Re: [GIT PULL] Second set of RISC-V updates for v5.5-rc1

From: Anup Patel
Date: Wed Dec 04 2019 - 18:46:16 EST


On Thu, Dec 5, 2019 at 1:20 AM Alistair Francis
<Alistair.Francis@xxxxxxx> wrote:
>
> On Wed, 2019-12-04 at 11:38 -0800, Paul Walmsley wrote:
> > Alistair, Anup,
> >
> > On Wed, 4 Dec 2019, Alistair Francis wrote:
> >
> > > On Wed, 2019-12-04 at 18:22 +0530, Anup Patel wrote:
> > >
> > > > I had commented on your patch but my comments are still
> > > > not addressed.
> > > >
> > > > Various debug options enabled by this patch have performance
> > > > impact.
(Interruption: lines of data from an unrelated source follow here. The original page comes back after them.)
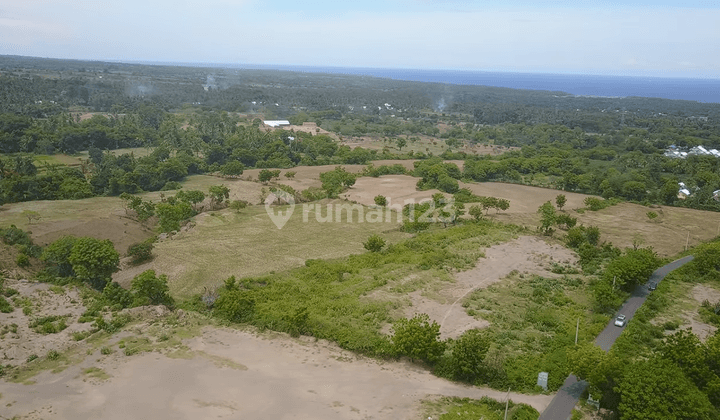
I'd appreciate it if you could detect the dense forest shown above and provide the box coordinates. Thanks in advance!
[0,56,720,211]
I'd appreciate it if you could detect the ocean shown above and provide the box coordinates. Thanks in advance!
[252,66,720,103]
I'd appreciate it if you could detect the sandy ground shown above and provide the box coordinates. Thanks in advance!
[0,278,90,366]
[0,328,552,420]
[343,175,720,257]
[683,284,720,341]
[383,236,577,339]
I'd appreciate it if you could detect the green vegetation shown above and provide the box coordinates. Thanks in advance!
[194,222,519,360]
[571,242,720,420]
[127,238,155,264]
[363,235,385,252]
[392,314,445,364]
[423,397,540,420]
[28,315,67,334]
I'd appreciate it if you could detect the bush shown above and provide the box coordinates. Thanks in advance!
[213,290,255,322]
[15,254,30,268]
[103,282,133,308]
[363,235,385,252]
[130,270,175,307]
[450,330,490,383]
[68,237,120,290]
[392,314,445,364]
[0,296,15,314]
[127,239,155,264]
[28,315,67,334]
[229,200,248,211]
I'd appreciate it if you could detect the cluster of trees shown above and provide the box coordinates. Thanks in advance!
[568,330,720,420]
[120,185,230,232]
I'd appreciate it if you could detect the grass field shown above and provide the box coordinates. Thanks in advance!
[116,201,408,297]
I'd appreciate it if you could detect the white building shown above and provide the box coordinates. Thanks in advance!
[263,120,290,128]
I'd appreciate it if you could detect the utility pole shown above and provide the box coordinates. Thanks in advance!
[505,388,510,420]
[575,318,580,346]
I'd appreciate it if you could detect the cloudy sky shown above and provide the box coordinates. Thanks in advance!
[0,0,720,78]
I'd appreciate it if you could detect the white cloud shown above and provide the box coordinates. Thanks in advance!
[0,0,720,77]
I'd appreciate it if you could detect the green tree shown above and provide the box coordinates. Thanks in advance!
[320,166,356,198]
[213,290,255,322]
[175,190,205,211]
[127,241,154,264]
[363,235,385,252]
[617,358,714,420]
[537,201,557,235]
[692,242,720,275]
[450,330,490,383]
[605,248,660,291]
[68,237,120,290]
[209,185,230,208]
[395,137,407,151]
[555,194,567,210]
[103,281,133,308]
[392,314,445,364]
[156,201,194,232]
[21,210,40,224]
[258,169,272,184]
[468,206,483,220]
[130,270,175,307]
[220,160,245,177]
[40,236,78,277]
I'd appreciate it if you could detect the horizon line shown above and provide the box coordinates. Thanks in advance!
[5,54,720,81]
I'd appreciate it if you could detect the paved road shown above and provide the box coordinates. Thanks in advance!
[539,255,693,420]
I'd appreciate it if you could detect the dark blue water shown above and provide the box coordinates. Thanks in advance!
[252,66,720,103]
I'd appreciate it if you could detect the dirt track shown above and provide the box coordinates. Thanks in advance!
[0,327,552,420]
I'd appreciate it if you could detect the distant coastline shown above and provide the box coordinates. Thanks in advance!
[255,65,720,103]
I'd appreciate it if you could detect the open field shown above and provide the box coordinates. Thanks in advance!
[344,175,720,257]
[0,321,552,420]
[114,200,409,297]
[651,278,720,341]
[343,135,520,156]
[33,147,154,167]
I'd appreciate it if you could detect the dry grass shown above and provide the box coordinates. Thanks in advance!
[114,201,408,297]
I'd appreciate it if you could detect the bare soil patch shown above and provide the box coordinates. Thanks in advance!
[0,327,552,420]
[0,279,90,366]
[383,236,577,338]
[344,175,720,257]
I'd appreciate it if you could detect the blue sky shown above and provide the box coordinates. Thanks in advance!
[0,0,720,78]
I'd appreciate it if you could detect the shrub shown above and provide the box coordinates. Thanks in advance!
[450,330,490,383]
[127,239,155,264]
[28,315,67,334]
[229,200,248,211]
[363,235,385,252]
[213,290,255,322]
[15,254,30,268]
[102,282,133,308]
[0,296,15,314]
[392,314,445,364]
[130,270,175,307]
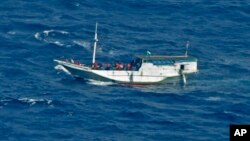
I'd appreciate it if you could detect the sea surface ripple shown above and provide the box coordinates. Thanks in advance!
[0,0,250,141]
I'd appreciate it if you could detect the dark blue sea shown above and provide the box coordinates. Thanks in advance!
[0,0,250,141]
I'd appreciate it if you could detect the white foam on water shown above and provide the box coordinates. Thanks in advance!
[7,31,16,35]
[73,40,91,49]
[206,96,221,101]
[34,32,42,41]
[43,29,69,36]
[18,97,52,105]
[55,65,71,75]
[52,41,64,46]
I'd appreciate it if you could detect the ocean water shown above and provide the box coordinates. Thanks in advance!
[0,0,250,141]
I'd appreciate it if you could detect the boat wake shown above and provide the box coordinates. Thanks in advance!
[0,97,53,108]
[34,29,91,50]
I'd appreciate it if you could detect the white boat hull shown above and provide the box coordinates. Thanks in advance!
[55,60,196,84]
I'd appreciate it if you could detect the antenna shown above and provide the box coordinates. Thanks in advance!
[92,22,98,64]
[185,41,189,57]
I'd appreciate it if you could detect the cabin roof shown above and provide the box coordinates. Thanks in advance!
[137,55,197,61]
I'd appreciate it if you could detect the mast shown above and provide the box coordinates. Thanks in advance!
[185,41,189,57]
[92,22,98,64]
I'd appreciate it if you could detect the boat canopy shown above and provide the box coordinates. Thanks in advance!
[137,56,197,65]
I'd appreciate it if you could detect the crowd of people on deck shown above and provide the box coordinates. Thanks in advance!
[92,62,140,70]
[65,59,141,70]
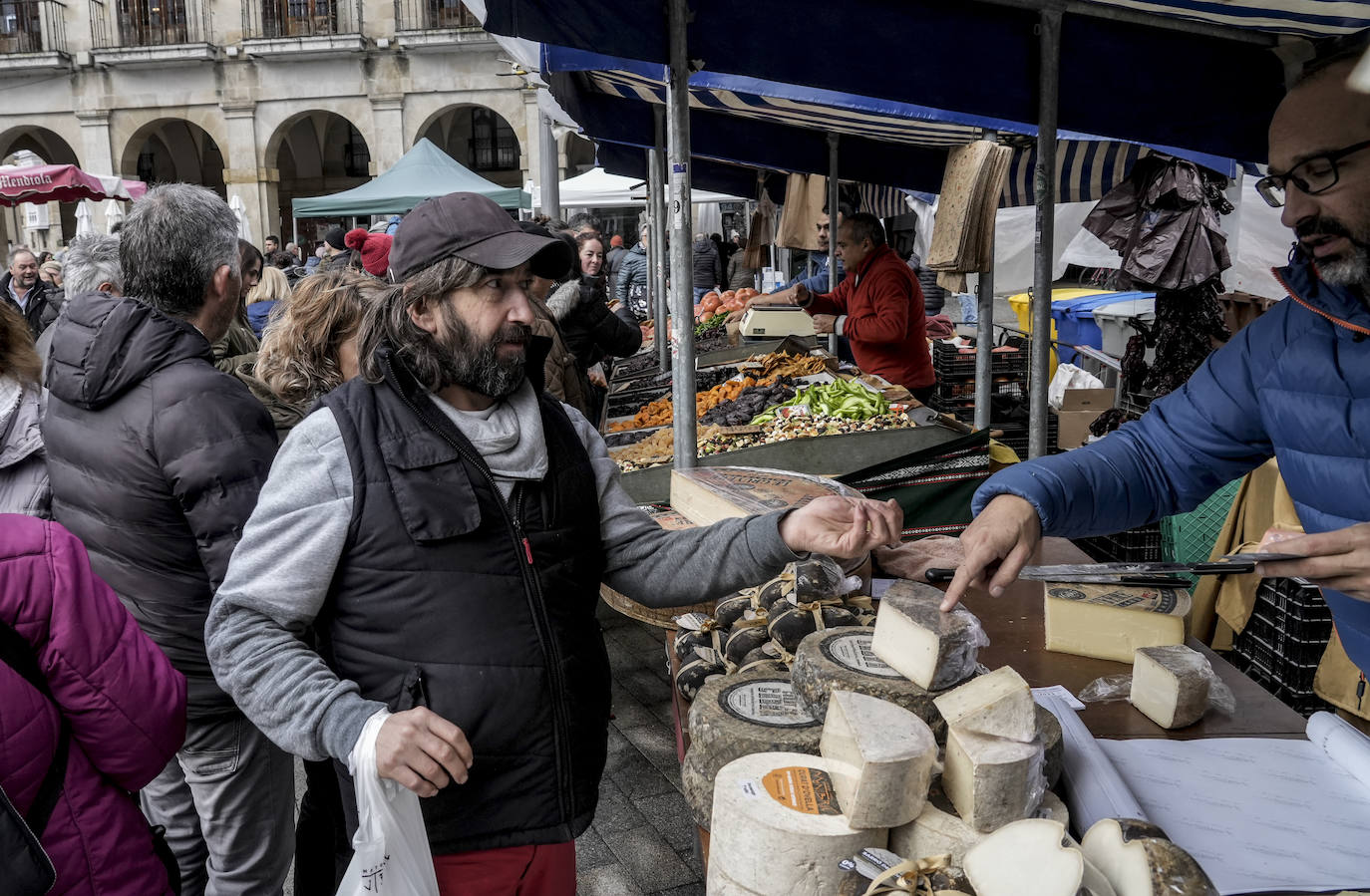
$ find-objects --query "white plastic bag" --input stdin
[1047,365,1104,411]
[338,710,439,896]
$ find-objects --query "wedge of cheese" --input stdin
[942,728,1047,833]
[1044,582,1191,663]
[933,666,1037,743]
[818,691,937,827]
[1128,644,1213,728]
[966,818,1117,896]
[871,579,985,691]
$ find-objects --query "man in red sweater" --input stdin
[795,212,937,402]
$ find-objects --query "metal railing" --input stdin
[242,0,362,38]
[91,0,209,49]
[395,0,481,32]
[0,0,67,55]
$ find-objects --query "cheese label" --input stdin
[743,765,843,815]
[1047,585,1192,617]
[718,678,818,728]
[820,632,902,678]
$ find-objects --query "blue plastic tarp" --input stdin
[485,0,1370,161]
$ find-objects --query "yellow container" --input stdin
[1008,288,1115,377]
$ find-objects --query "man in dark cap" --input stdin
[319,227,352,271]
[205,193,902,896]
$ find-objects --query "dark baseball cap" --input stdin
[391,193,575,279]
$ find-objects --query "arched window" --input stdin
[472,109,517,171]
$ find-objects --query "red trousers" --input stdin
[433,841,575,896]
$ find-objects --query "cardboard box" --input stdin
[1054,389,1114,450]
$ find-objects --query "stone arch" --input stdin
[0,125,82,249]
[415,103,523,186]
[263,110,374,242]
[120,118,228,198]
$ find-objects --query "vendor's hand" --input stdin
[1256,523,1370,601]
[375,707,473,796]
[780,494,904,559]
[941,494,1041,612]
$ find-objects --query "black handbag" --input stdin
[0,619,180,896]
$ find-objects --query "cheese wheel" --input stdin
[689,673,824,779]
[708,752,887,896]
[871,579,986,691]
[1081,818,1217,896]
[792,626,942,735]
[766,601,856,654]
[1128,644,1213,729]
[942,728,1045,833]
[818,691,937,827]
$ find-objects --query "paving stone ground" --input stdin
[575,603,704,896]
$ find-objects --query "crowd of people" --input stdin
[0,183,901,896]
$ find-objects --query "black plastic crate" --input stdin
[1076,523,1161,563]
[933,343,1028,380]
[1256,578,1332,633]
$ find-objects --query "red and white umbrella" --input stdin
[0,164,148,205]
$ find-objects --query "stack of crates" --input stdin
[1233,578,1332,716]
[930,337,1058,458]
[1076,523,1161,563]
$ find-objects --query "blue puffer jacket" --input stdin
[974,251,1370,672]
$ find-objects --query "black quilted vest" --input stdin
[319,347,609,855]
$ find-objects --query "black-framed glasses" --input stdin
[1256,140,1370,208]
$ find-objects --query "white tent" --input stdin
[915,176,1293,299]
[532,168,744,208]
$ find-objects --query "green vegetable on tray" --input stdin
[752,380,889,427]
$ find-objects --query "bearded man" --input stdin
[945,43,1370,672]
[205,193,901,896]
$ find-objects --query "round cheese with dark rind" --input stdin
[723,625,770,666]
[766,603,856,654]
[1037,706,1066,787]
[791,625,946,743]
[675,658,728,700]
[688,673,824,778]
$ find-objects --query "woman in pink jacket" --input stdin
[0,515,184,896]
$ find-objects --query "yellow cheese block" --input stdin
[1044,582,1191,663]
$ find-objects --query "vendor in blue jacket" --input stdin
[942,52,1370,672]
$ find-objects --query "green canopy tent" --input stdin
[290,139,531,218]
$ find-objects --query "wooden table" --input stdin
[964,538,1305,740]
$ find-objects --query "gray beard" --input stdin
[1316,245,1370,288]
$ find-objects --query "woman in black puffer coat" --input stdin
[546,233,642,422]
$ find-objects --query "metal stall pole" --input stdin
[975,131,999,429]
[1028,7,1060,457]
[658,0,697,469]
[537,115,561,219]
[647,106,671,372]
[828,133,839,355]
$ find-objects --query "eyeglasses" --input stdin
[1256,140,1370,208]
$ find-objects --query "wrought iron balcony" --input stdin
[395,0,491,49]
[0,0,67,60]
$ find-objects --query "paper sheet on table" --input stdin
[1096,713,1370,896]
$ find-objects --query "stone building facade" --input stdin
[0,0,592,248]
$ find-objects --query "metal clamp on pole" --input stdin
[828,133,842,355]
[1028,7,1060,457]
[656,0,699,469]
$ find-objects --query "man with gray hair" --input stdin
[37,233,124,373]
[43,183,294,896]
[205,193,902,896]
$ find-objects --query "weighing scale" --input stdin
[739,303,814,341]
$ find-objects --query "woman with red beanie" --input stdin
[343,227,393,279]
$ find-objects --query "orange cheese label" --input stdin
[762,765,843,815]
Instead of enabling these debug options in primary
> > > > defconfigs, I suggest to have separate debug defconfigs with
> > > > these options enabled.
> > >
> > > +1
> > >
> > > OE uses the defconfig (as I'm sure other distros do) and slowing
> > > down
> > > users seems like a bad idea.
> >
> > While I respect your points of view, our defconfigs are oriented
> > towards
> > kernel developers. This is particularly important when right now the
> > only
>
> That is just not what happens though.
>
> It is too much to expect every distro to maintain a defconfig for RISC-
> V. There are constantly new features that need to be enabled/disabled
> in the configs and it isn't always clear to outsiders. Which is why we
> currently use the defconfig as a base and apply extra features that
> distro want on top.
>
> Expecting every distro to have a kernel developers level of knowledge
> about configuring Kconfigs is just unrealistic.
>
> > RISC-V hardware on the market are test chips. Our expectation is
> > that
>
> Treating RISC-V as a test architecture seems like a good way to make
> sure that is all it ever is.
>
> > distros and benchmarkers will create their own Kconfigs for their
> > needs.
>
> Like I said, that isn't true. After this patch is applied (and it makes
> it to a release) all OE users will now have a slower RISC-V kernel.
> This also applies to buildroot and probably other distos.
>
> Now image some company wants to investigate using a RISC-V chip for
> their embedded project. They use OE/buildroot to build a quick test
> setup and boot Linux. It now runs significantly slower then some other
> architecture and they don't choose RISC-V.
>
> Slowing down all users to help kernel developers debug seems like the
> wrong direction. Kernel developers should know enough to be able to
> turn on the required configs, why does this need to be the default?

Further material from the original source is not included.